Les consciences s'ouvrent petit à petit. Le public ne voit plus l'animal comme un jouet dont on peut disposer à sa guise, mais de plus en plus comme un être souffrant, privé de son environnement naturel. Des voix s'élèvent aux quatre coins de la planète pour une interdiction des animaux dans les cirques (Pays Scandinaves, Autriche, Brésil, Singapour, Costa Rica, puis dernièrement des villes de Croatie...). La menace est trop prégnante pour que ces établissements itinérants n'en mesurent pas l'étendue.

Faute de remettre en cause leurs pratiques issues d'un passé colonial résolu, les directeurs de cirques traditionnels s'unissent pour tenter de conserver ces numéros tombés en désuétude.

Fondée en juillet 2004, par Gilbert Edelstein (cirque Pinder) et présidée par Raoul Gibault (cirque Médrano) et Jean Falck (cirque Amar), l'association Animaux Artistes (loi 1901) vise à soutenir l'exploitation des cirques avec animaux. Animaux qui selon les termes de ces professionnels du cirque reçoivent « affection » et « confort » ! Rappelons que la dimension moyenne d'une cage de cirque est de 3m2, que de nombreux animaux sont attachés et que le dressage se fait encore sous la pression de fouets, de bâton ou de piques... Cette association «animée par de grands professionnels du cirque qui aiment passionnément leurs animaux » semble confondre plusieurs notions. En effet, l'amour et le respect induiraient une prise en compte de l'intérêt des pensionnaires. Or, il est fort à penser qu'un éléphant préfèrerait être libre au milieu d'une harde de congénères plutôt que d'être enchaîné seul ou qu'un fauve opterait pour la fuite devant le feu, plutôt que d'être contraint de lui faire face et de le traverser... Le bon sens et l'étude du comportement animal nous le confirmeraient.

Par contre, que ces circassiens aient de l'attachement et une sorte de passion pour leurs bêtes, cela semble probable. Mais faut-il encore avoir l'honnêteté de l'avouer et ne pas faire d'amalgames. Les intérêts financiers se font au détriment de l'animal qui n'est plus qu'un esclave au service de celui qui l'exploite. Contrairement aux dompteurs, les matadors (à l'exception de quelques irréductibles), reconnaissent que leur « numéro » est un acte cruel, que l'animal est sacrifié, que ce soit pour l'argent ou pour une prétendue tradition. Bien entendu, cela ne justifie en rien la poursuite de telles tortures, mais si la conscience morale de l'ignominie de tels actes est absente, il y a au moins un aveu verbal des faits. Les cirques n'ont pas encore fait ce pas, et nous laissent donc encore miroiter un monde fait de paillettes et d'illusions ou les éléphants sont roses, et les tigres de gros chats très câlins qui s'adonnent en ronronnant à toutes sortes de jeux.

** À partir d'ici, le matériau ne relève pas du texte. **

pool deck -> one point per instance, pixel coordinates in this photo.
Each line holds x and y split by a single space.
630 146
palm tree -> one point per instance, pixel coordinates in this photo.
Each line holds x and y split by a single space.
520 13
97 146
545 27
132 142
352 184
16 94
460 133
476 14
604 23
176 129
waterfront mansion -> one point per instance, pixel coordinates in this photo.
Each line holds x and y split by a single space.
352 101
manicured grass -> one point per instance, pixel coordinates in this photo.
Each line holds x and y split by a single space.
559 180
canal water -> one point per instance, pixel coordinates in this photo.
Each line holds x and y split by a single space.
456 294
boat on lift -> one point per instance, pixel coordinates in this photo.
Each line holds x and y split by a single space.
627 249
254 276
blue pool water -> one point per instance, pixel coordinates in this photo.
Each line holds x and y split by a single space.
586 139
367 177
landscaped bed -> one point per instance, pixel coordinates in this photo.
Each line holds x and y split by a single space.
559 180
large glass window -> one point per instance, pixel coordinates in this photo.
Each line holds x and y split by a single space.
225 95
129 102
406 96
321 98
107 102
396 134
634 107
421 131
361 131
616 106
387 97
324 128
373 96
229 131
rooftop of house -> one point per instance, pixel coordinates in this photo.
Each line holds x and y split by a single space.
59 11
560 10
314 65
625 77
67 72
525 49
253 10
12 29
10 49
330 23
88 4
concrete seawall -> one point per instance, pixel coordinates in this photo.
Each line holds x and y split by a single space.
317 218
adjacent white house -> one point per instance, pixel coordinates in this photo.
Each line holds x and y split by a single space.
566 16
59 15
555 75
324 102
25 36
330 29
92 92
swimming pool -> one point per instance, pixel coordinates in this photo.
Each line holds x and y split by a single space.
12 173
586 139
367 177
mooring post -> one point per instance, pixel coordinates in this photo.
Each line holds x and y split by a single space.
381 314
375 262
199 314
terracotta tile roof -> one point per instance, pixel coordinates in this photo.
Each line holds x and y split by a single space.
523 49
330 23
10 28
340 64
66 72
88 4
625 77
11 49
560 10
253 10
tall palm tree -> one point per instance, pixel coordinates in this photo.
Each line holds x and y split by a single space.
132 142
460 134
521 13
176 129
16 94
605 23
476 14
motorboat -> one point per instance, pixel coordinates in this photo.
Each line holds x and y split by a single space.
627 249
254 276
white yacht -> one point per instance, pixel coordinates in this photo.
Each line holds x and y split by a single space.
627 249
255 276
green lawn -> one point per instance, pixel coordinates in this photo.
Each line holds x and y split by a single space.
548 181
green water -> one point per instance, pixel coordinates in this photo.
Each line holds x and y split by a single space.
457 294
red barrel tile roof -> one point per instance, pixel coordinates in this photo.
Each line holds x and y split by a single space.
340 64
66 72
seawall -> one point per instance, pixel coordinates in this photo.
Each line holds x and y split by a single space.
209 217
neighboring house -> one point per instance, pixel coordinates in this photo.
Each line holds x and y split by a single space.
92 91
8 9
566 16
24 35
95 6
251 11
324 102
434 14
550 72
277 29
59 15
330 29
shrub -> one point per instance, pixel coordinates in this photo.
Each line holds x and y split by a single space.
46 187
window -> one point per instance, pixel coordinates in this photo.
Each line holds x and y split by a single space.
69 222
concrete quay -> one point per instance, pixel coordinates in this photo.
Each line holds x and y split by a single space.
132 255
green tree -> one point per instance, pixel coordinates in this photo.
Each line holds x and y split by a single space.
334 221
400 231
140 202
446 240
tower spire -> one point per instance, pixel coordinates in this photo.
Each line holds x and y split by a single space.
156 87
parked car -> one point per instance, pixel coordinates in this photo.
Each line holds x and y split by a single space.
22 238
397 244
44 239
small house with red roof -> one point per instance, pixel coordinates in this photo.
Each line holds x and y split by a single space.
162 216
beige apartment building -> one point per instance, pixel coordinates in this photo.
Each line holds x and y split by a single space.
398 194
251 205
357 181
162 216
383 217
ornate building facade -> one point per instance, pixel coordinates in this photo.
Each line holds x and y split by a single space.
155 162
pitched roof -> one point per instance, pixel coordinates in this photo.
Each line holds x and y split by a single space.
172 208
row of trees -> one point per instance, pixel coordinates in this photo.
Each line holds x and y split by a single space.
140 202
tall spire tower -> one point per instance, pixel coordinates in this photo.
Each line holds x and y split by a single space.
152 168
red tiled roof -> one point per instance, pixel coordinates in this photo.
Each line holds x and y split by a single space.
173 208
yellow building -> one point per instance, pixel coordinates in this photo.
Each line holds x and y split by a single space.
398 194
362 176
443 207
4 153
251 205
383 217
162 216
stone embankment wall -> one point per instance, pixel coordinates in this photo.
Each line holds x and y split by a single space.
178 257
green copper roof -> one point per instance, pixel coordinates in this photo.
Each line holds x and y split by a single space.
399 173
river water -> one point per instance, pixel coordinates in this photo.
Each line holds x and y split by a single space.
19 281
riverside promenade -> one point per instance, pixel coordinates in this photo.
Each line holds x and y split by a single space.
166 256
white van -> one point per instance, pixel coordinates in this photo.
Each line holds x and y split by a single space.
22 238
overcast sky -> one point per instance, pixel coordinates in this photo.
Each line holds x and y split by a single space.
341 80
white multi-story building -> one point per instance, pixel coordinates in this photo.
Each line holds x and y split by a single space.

La dénomination même de l'association « Animaux Artistes » illustre parfaitement le décalage qui existe entre des citoyens qui reconnaissent l'animal comme un être vivant à part entière, avec ses spécificités et ceux qui le voient encore comme un instrument source de profit dont on peut disposer à sa guise.

Être un artiste, c'est être façonneur ou médiateur de la culture dont on a hérité. Or imputer à l'animal l'étiquette d'artiste, c'est refuser de lui reconnaître sa nature pour lui imposer une culture humaine dont il n'est pas porteur, et qui ne correspond en rien à sa propre culture ou à son comportement. Cette tendance à attribuer aux animaux des caractéristiques humaines relève de l'anthropomorphisme. L'éléphant se tient sur les pattes arrières dans une posture humaine (Pinder, Arlette Grüss...), les singes boivent dans un verre, sont habillés en robe ou en costume (Pinder, Kino's...), les ours font du vélo et érigent fièrement un drapeau français (Roman Diezel, Poliakov..) etc.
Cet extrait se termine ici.